The NSP aims to “provide a cohesive strategic framework to guide the national response to the hyper-endemic GBVF crisis in which South Africa finds itself”.
NSP Six Pillars:
In addition, some civil society members claimed they were informed of the dialogue at the last minute and therefore could not prepare any presentations.
Lawyer and activist Sibongile Ndashe was one of the speakers who did not have a presentation due to only finding out on the morning that she was on the agenda.
Nonetheless, she said the board of trustees was not a “good way to proceed with the NSP”.
“When we say no to the board of trustees, we are saying no because Chapter 5 [of the NSP] says let’s put in place a legislative framework that regulates how we work, that establishes this council … there is no magic in the board of trustees.
“The board of trustees is as weak or strong as the mechanisms that are put in the board of trustees,” Ndashe added.
This, after the nominations for eligible candidates to occupy positions on the board of trustees to establish the National Council on Gender-based Violence and Femicide were opened in October.

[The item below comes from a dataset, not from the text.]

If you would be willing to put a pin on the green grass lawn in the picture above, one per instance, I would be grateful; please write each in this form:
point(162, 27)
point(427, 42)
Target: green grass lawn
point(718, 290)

Ndashe said the opposition was based on what had been presented to them, which was currently an organogram with no framework.
“Right now, what has been presented to us is an organogram – without an accountability framework, without a co-ordination framework, without a budgeting framework and this is what people are asked to submit their names for, to go and serve on a structure but that does not establish what we are saying is key in ending GBVF,” she added.
According to the government, the board of trustees would consist of a maximum of 13 members – six from the government and seven from civil society – who would be appointed through a process of public nomination.
Maluleke agreed with Ndashe that the understanding/agreement of the NSP was clear that legislation should be developed by the Department of Justice.
“Even if a draft bill was put on the table, we do not know how long it will take to pass it. In the meantime, there is no formal co-ordination led by both government and CSOs, so the purpose of the structure is so that it can be able to co-ordinate and push for the legislation.
“We are not ignoring what is in the NSP and we are not pushing for a permanent structure, it is just to ensure that in the meantime our response is co-ordinated,” she said.